A recent study by Oregon State University and the U.S. Department of Agriculture-Agricultural Research Service found that the use of virtual fencing to manage cattle grazing on sagebrush rangelands has the potential to create fuel breaks needed to combat wildfires.
Virtual fencing involves the use of collars on animals. The collars communicate with GPS and reception towers to create the rancher’s virtual fence. When livestock get close to the edge of the virtual fence, the collar makes sounds, and if they cross the edge, they get a mild electric shock.
David Bohnert, director of Oregon State’s Eastern Oregon Agricultural Research Center in Burns, remarked, “We’re observing the challenge posed by wildfires to land managers in the western United States, particularly on public lands.” “They simply lack the resources to manage these public lands in a timely manner, particularly in relation to wildfires. This new research should start to change that. ”
According to USDA statistics, wildfires on sagebrush landscapes, which cover much of the interior landscape of the western United States, have increased dramatically in recent years, with more acres burning, larger fires, and more federal dollars spent fighting fires.
The researchers note that the expansion of non-native annual grasses on the sagebrush landscape is partially responsible for these changes. The more of these non-native grasses there are, the more fuel there is for wildfires. This is because they dry out earlier in the growing season and grow faster than native perennial bunchgrass.
The majority of methods for reducing fuel for wildfires have involved cutting or burning shrubs and trees. In recent years, people have been working to strategically place a network of fuel breaks across sagebrush landscapes so that firefighters have a safe place to stop fires from spreading.
Scientists from Oregon State and the Agricultural Research Service did a new study that was published in Rangeland Ecology & Management. They looked at whether cattle grazing and “virtual fencing” could be used to create fuel breaks by eating grass that wildfires use as fuel.
Bohnert stated that virtual fencing has existed for decades, but in recent years, due to advancements in satellite, battery, and GPS technology, it has attracted more interest in the agricultural community.
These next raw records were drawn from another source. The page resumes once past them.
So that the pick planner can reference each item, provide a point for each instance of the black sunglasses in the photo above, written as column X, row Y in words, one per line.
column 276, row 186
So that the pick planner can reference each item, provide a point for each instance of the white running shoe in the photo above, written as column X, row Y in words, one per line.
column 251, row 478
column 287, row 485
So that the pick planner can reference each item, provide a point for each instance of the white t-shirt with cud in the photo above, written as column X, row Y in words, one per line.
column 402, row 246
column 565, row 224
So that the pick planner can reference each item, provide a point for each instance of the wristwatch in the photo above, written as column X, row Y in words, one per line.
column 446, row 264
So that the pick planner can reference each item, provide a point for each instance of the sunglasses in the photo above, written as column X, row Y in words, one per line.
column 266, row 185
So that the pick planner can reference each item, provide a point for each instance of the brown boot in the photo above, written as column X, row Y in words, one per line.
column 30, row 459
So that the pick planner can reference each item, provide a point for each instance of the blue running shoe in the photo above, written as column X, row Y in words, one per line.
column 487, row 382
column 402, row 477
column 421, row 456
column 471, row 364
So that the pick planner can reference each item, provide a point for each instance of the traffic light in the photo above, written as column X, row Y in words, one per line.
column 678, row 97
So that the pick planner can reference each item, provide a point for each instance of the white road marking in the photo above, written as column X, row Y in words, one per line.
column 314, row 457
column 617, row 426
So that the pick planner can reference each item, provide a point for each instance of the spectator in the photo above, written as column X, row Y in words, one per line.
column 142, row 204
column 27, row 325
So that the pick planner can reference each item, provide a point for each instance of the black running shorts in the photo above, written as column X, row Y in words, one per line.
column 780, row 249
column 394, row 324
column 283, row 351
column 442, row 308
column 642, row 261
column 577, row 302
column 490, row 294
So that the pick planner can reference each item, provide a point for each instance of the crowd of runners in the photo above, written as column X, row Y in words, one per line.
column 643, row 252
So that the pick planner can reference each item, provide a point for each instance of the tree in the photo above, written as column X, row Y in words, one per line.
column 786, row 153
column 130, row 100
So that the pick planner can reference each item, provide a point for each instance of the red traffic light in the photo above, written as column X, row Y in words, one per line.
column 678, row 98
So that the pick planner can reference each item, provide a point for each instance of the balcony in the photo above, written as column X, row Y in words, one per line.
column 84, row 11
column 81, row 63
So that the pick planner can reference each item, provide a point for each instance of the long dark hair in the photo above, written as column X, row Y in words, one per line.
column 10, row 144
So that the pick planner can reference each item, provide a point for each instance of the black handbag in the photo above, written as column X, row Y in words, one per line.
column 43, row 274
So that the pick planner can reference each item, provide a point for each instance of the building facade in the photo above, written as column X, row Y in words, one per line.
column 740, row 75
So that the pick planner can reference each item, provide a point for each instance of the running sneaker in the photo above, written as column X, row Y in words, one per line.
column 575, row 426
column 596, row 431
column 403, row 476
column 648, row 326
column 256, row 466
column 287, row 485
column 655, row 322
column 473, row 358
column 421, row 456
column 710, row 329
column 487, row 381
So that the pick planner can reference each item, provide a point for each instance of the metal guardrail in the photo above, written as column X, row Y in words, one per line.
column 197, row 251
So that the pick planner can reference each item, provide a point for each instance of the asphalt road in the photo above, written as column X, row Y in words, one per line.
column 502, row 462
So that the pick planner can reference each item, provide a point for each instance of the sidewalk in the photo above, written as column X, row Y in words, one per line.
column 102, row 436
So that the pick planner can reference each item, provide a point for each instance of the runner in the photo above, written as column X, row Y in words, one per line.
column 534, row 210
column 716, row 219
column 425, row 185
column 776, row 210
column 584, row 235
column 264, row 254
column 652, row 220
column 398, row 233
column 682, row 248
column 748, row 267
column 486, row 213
It lets ranchers control where their animals go on rangelands without building expensive and possibly dangerous physical fences.
In this study, the researchers constructed a 200-meter-wide by 3-kilometer-long fuel break in a roughly 1,000-acre pasture on the Northern Great Basin Experimental Range of Oregon State University, located approximately 35 miles west of Burns in southeastern Oregon. Four virtual fences, each 35 meters apart, surrounded the refueling stop area.
In June 2021, sixteen cows and twenty-three cow/calf pairs were placed in a fuel break area with multiple water sources. All the cows, but not the calves, were fitted with virtual fence collars that use GPS positioning to contain them within the boundaries of the fuel break and record their locations every five minutes. In thirty days, the cows were removed.
The researchers then analyzed the collected data. Results included:
- On any given day, 98.5 percent of the cows in the fuel break area were devoid of calves.
- During fuel breaks, the daily percentage of cow/calf pairs present was 80.6 percent.Researchers believe the difference is due to the absence of collars on the calves, which makes them more likely to forage outside of the fuel break. Then, their mothers were likely to follow.
- The cows consumed 48.5% of the grass fuel within the fuel break and only 5.5% outside the fuel break.
The findings, said Chad Boyd, a research leader with the Agricultural Research Service in Burns who has a courtesy appointment at Oregon State, add to a growing body of evidence indicating that virtual fencing can be used effectively for a variety of livestock management applications.
Additional research being conducted by the authors evaluates the effectiveness of virtual fencing in preventing cattle from entering riparian areas in order to protect vital salmon and steelhead spawning habitat. Also, they are looking into the possibility of reducing the risk of wildfires by using remote sensing to find high fuel load areas on rangelands and then using virtual fencing and grazing in a strategic way to meet fuel management goals.
Boyd stated, “Grazing should not be viewed as an absolute.” “It is a tool that can be utilized in conjunction with everything else. It requires knowledge of the land management objectives and appropriate grazing management. “Virtual fencing assists in achieving this objective in a sustainable, strategic, and defendable manner that benefits not only the producer and land management agency, but also society as a whole.”
In addition to Bohnert and Boyd, the paper was written by Juliana Ranches and Dustin Johnson of Oregon State’s Department of Animal and Rangeland Sciences; Rory O’Connor, Jon Bates, and Kirk Davies of the USDA; Todd Parker of Vence Corp., a San Diego virtual fence company; and Kevin Doherty of the U.S. Department of the Interior, Fish and Wildlife Service.